Broader Market Indices May Outperform Benchmark
FY2021 has been one of the most action-packed years after FY2009 in all aspects, be it social, economic, financial, ecological, scientific, or geopolitical.
Despite all the adversity, bulls emerged as the clear winner in FY21 as Nifty logged gains of nearly 71 per cent. What made it further interesting was the fact that the equity market rally in FY21 was more broad-based and after underperforming for two years, the broader markets not only participated in the rally but also, outperformed the benchmark indices (as Nifty Mid-cap and Small-cap jumped 102 per cent and 126 per cent, respectively).
Another striking aspect was that during FY21, the Indian equities outperformed their western counterparts aided by huge liquidity thrust as FIIs pumped in a massive amount of over Rs 2 lakh crore in FY21. Meanwhile, expectations in economic recovery, which further gained grounds on government schemes like PLI, Atmanirbhar Bharat, and improving corporate profitability was led by lower operating expenses and lower interest cost.

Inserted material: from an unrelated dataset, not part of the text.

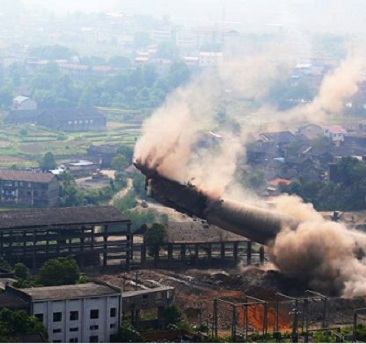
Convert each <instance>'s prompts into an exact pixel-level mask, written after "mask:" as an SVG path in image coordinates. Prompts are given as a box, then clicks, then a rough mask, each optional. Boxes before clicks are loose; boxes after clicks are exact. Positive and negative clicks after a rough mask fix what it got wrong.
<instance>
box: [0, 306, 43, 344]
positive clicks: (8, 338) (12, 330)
mask: <svg viewBox="0 0 366 344" xmlns="http://www.w3.org/2000/svg"><path fill="white" fill-rule="evenodd" d="M28 334H42V335H43V336H44V338H47V337H48V333H47V329H46V328H45V327H44V326H43V324H42V323H41V322H40V321H39V320H38V319H37V318H36V317H34V316H29V315H28V314H27V313H26V312H25V311H23V310H22V311H11V310H9V309H7V308H3V309H2V310H1V311H0V341H1V342H2V343H9V342H22V340H21V338H20V336H22V335H28Z"/></svg>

However, of late, a lot of shimmer of optimism has started to fade away as India is in the grip of the second wave of the virus and what is more concerning is that the key driver of the stellar rally, which was liquidity inflow by FIIs, have started to see signs of fatigue.
Further, the rising bond yields and dollar index scaling to multi-month peaks is like rubbing salt into the wound for Indian markets. And if yields continue to firm and the dollar index strengthens from here on, the risks of the exodus of capital loom large for almost all the emerging markets altogether. While these developments could result in some profit booking in the near term, this would only make Indian markets healthy as we haven’t seen any meaningful correction after the stellar run from March lows.
The latest update from the US is that its President Joe Biden has unveiled over USD 2 trillion plan which aims to revitalise the economy. The key focus area of this plan is to spend on roads & bridges along with high-speed internet infrastructure and water pipes. The White House plans to fund the bill by reversing some of the tax cuts which Republicans gave corporations and the rich, four years ago. The tax hikes could act as a blessing in disguise as higher taxes probably limit future inflationary pressure, and it could even help bond yields to stabilise.
The Indian markets started off FY22 in a buoyant mood on the back of announcements of the US President. If we go by the seasonality analysis, April has been a good month for the Indian equity markets as on average, Nifty recorded gains of nearly 2.5 per cent in the month of April while the data taken into consideration is from 2002.
What is more electrifying is the fact that Nifty Midcap 100 and Nifty Smallcap 100 have delivered average gains of 5.2 per cent and 4.4 per cent, respectively in the month of April (Nifty Midcap 100 performance is calculated from 2006 while Nifty Smallcap 100 performance is calculated from 2012). So, this is in line with our view as we expect the broader markets would continue to perform well, while the index may continue to trade in a broad range in the near term.
Wondering as to why are we saying that the broader market could relatively outperform the key benchmark indices in the coming weeks? To begin with, Nifty Mid-cap and Small-cap indices are trading well above their gaps, which were created on the following day of the Union Budget 2021, whereas, Nifty has already filled that gap. Further, Nifty Mid-cap and Small-cap have retraced only 50 per cent of the upmove since the Union Budget day, whereas, Nifty retraced 61.8 per cent of the upmove during the same period. Both the indices have recently taken support around the 50-EMA and in the past, on multiple occasions, both the indices had formed a higher base near about the 50-EMA since June 2020. In addition to this, both the indices have maintained the rhythm of not correcting more than 10 per cent since March 2020 lows. Considering the above factors, we expect both the indices to regain an upward momentum and in the due course, maintain their relative outperformance against the key benchmark indices in the coming weeks.